JIMMY LYN FARRELL,
Petitioner-Appellant, |
|
v. | |
MIKE ADDISON, Warden,
Respondent-Appellee. |
|
Petitioner Jimmy Lyn Farrell, an Oklahoma state prisoner appearing pro se, seeks a certificate of appealability (COA) to challenge the district court's dismissal of his 28 U.S.C. § 2254 habeas petition. Because Farrell has failed to make a "substantial showing of the denial of a constitutional right" as required by 28 U.S.C. § 2253(c)(2), we deny his request for a COA and dismiss the appeal.
Farrell was convicted of operating a motor vehicle while under the influence of alcohol (Count I) and driving under suspension (Count II). He was sentenced to ten years' imprisonment and assessed a $5,000 fine on Count I, and was sentenced to one year imprisonment and assessed a $500 fine on Count II. In his direct appeal, Farrell asserted (1) his sentences were excessive, (2) the trial court improperly admitted testimony from one of the arresting officers regarding his refusal to take a sobriety test, and (3) the prosecutor asked improper questions of witnesses and made improper and prejudicial comments during closing arguments, all of which caused the jury to decide the case based on emotions. The Oklahoma Court of Criminal Appeals (OCCA) affirmed his convictions and sentences.
In his federal habeas petition, Farrell asserted the same issues raised in his direct appeal, as well as several other issues not presented to the OCCA. The magistrate judge concluded the OCCA had reasonably rejected the three issues raised by Farrell in his direct appeal, and that the remaining issues were procedurally barred for failure to raise them on direct appeal.
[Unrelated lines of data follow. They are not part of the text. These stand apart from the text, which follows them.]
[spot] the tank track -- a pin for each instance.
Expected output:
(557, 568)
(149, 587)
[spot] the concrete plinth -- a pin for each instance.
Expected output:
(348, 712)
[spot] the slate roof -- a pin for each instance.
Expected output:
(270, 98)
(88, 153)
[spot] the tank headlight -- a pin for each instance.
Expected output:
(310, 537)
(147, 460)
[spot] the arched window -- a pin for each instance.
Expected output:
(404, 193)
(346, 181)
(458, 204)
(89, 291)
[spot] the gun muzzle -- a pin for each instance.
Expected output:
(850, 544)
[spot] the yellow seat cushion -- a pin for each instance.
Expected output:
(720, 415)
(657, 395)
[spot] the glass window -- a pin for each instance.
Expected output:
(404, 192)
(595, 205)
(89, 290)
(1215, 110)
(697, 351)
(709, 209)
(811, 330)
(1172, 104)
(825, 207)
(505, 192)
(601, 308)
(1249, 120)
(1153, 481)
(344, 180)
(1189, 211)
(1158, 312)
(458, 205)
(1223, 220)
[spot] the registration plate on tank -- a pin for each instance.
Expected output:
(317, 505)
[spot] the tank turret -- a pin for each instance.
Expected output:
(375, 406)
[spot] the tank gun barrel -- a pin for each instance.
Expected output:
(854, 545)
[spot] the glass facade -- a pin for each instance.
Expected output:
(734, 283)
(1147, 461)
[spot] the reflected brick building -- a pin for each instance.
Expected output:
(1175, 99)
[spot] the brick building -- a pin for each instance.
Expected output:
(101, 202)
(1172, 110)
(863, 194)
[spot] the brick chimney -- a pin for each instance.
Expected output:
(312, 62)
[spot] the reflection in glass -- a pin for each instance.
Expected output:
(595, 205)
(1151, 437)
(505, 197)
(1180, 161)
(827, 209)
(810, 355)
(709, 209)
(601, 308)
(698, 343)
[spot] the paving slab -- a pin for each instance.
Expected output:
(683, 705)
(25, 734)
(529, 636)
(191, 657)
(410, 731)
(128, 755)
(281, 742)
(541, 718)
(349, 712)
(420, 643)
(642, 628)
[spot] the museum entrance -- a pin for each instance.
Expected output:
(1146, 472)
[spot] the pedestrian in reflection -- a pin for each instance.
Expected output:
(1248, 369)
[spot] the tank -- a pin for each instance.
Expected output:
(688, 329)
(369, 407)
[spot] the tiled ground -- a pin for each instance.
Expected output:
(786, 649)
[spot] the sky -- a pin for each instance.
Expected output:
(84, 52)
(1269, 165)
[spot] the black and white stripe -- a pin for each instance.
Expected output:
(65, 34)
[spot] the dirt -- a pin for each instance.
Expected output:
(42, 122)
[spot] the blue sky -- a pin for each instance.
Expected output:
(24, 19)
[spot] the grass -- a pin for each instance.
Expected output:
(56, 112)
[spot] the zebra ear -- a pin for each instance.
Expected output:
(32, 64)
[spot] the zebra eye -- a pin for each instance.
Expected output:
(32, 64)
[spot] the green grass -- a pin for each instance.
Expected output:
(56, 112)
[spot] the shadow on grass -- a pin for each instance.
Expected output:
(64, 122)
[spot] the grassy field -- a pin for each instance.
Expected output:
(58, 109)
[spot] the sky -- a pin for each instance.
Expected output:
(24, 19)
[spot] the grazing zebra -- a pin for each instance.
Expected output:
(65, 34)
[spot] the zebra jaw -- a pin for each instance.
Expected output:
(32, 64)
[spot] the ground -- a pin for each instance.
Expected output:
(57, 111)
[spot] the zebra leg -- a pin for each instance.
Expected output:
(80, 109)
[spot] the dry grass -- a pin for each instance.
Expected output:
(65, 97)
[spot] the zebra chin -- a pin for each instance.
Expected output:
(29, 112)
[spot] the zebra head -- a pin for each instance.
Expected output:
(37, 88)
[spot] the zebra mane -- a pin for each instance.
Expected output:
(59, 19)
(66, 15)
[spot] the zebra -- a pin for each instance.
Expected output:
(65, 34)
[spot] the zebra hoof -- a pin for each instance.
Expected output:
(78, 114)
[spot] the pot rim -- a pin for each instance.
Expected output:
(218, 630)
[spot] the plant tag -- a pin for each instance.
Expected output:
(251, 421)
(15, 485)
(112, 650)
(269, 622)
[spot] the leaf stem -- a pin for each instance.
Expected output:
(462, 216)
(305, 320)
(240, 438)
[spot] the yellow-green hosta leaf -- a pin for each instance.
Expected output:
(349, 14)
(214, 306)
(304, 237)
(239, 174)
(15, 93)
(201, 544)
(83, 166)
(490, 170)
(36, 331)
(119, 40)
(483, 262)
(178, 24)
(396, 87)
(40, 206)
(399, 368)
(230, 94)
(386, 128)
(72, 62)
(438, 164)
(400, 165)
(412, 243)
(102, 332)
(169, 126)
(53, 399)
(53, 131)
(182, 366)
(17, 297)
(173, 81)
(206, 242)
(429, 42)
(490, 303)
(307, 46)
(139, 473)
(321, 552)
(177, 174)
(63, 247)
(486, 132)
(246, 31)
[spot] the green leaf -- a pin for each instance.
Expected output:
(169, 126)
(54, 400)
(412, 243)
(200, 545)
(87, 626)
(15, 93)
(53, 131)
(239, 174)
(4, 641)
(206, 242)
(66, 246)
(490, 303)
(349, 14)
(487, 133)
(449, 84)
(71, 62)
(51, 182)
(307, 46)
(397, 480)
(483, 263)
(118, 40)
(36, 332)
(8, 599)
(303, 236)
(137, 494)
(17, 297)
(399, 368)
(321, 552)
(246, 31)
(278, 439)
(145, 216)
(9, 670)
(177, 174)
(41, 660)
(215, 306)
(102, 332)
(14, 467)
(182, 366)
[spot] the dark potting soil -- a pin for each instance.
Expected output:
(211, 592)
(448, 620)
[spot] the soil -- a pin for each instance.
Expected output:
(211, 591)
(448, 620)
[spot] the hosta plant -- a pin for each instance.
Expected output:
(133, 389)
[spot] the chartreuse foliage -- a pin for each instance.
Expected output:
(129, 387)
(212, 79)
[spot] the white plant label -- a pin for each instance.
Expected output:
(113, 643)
The district court accepted the magistrate's recommendation and dismissed Farrell's habeas petition.
As regards Farrell's application for a COA, we are unable to conclude the district court's assessment of the three issues raised by Farrell on direct appeal was "debatable or wrong." See Slack v. McDaniel, 529 U.S. 473, 484 (2000). We are in substantial agreement with the careful analysis of those claims in the magistrate's written recommendation filed April 27, 2001, which was adopted by the district court on August 7, 2001. As for the remaining claims asserted by Farrell in his appellate brief (the trial court's refusal to call witnesses in his defense, and the prosecutor's presence in the jury room during deliberations), we conclude no appeal is warranted since "a plain procedural bar is present and the district court [wa]s correct to invoke it to dispose of the case." Id. As noted by the magistrate, the OCCA would consider these claims procedurally barred if Farrell attempted to raise them now in an application for post-conviction relief. Thus, those claims are considered procedurally defaulted for purposes of federal habeas review. See Thomas v. Gibson, 218 F.3d 1213, 1221 (10th Cir. 2000) ("[I]f a petitioner failed to exhaust state remedies and the court to which the petitioner would be required to present his claims in order to meet the exhaustion requirement would now find the claims procedurally barred[,] the claims are considered exhausted and procedurally defaulted for purposes of federal habeas relief.") (internal quotations omitted). Finally, Farrell has failed to establish cause and prejudice sufficient to excuse his failure to exhaust the issues, or that a fundamental miscarriage of justice would result if the issues were not addressed. See Edwards v. Carpenter, 529 U.S. 446, 451 (2000).
Farrell's request for a certificate of appealability is DENIED and the appeal is DISMISSED. The request to proceed on appeal in forma pauperis is denied as moot since the district court has granted the request. The mandate shall issue forthwith.
Entered for the Court
Mary Beck Briscoe
Circuit Judge
*.This order and judgment is not binding precedent, except under the doctrines of law of the case, res judicata, and collateral estoppel. The court generally disfavors the citation of orders and judgments; nevertheless, an order and judgment may be cited under the terms and conditions of 10th Cir. R. 36.3.